Watt died in Menlo Park, California, after a long illness and a spell in a nursing home.[1]
A key element Watt explores is the decline in importance of the philosophy of classical antiquity, with its various strains of idealistic thought that viewed human experience as composed of universal Platonic "forms" with an innate perfection. Such a view of life and philosophy dominated writers from ancient times to the Renaissance, resulting in classical poetic forms and genres with essentially flat plots and characters. (Russian theorist Mikhail Bakhtin has written that such literature can literally be read front to back, or back to front, with no significant difference in effect.) These philosophical beliefs began to be replaced perhaps in the later Renaissance, into the Enlightenment, and, most importantly, in the early 18th century. The importance of rationalist philosophers such as John Locke, Descartes, Spinoza, and many others who followed them, and the scientific, social and economic developments of this period, began to have ever greater impact. In place of the older classical idealism, a realistic, pragmatic, empirical understanding of life and human behaviour, which recognised human individuality and conscious experience, began to emerge. This was reflected in the novels of Daniel Defoe, Samuel Richardson, and Henry Fielding, who began to write about unique individual lives and experiences lived in realistic, intersubjective (the term is Husserl's), environments. Watt wrote that the novel form's "primary criterion was truth to individual experience".[2]: 13 This focus on individual experience characterises the novel in Wattian terms.
A second major trend that Watt studies is the "rise of the reading public" and the growth of professional publishing during this period. Publishers at this time "occupied a strategic position between author and printer, and between both of these and the public".[2]: 52–53 The growth of profit concerns impelled publishers to reach out to a wider reading public. In addition the specialisation of professions, which narrowed the everyday experiences of this new reading public, created a market for portrayals of a greater array of different classes, peoples, ages, sexes, etc. (Writing intended for women, and writing by women, is an important trend of 18th century literature.) Such detailed writings of the experiences of different people can be seen in the novels Watt examines, and had rarely been seen before. Watt presents many statistical details in this section of the book in support of his argument.
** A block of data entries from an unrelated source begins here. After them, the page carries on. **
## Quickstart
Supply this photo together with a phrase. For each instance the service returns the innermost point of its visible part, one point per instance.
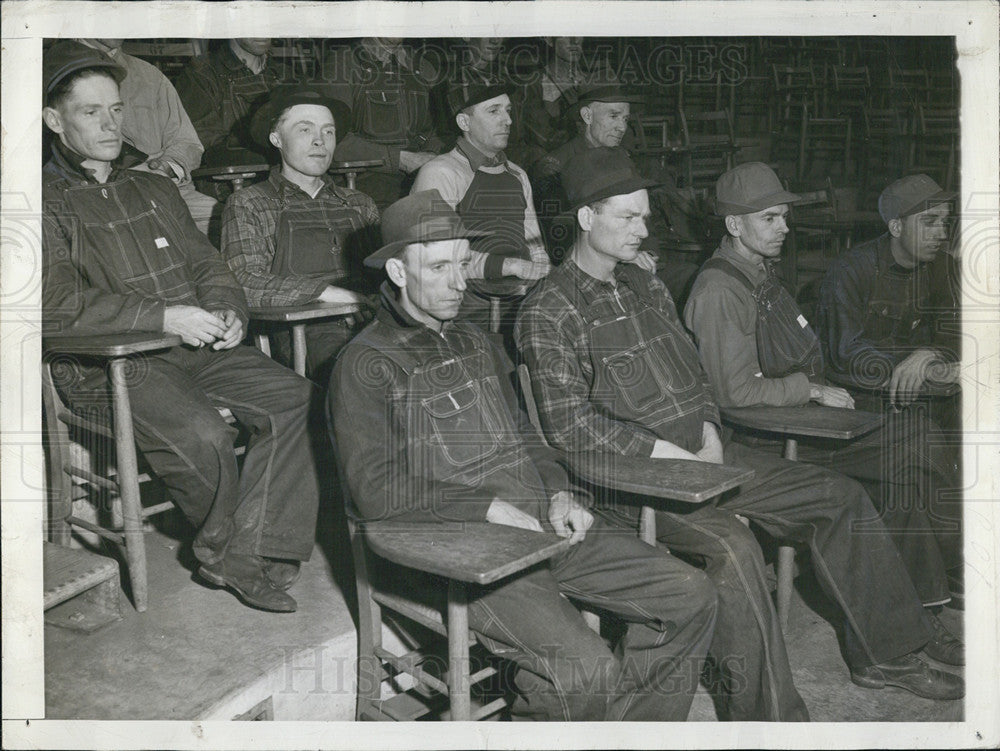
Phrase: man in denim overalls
(298, 238)
(615, 371)
(759, 350)
(428, 430)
His The Rise of the Novel: Studies in Defoe, Richardson and Fielding (1957)[3] is an important work in the history of academic literary criticism.[4] The Rise of the Novel is considered by many contemporary literary scholars as the seminal work on the origins of the novel, and an important study of literary realism. The book traces the rise of the modern novel to philosophical, economic and social trends and conditions that become prominent in the early 18th century.[1] He is the subject of an intellectual biography by Marina MacKay, Ian Watt: The Novel and the Wartime Critic (2018).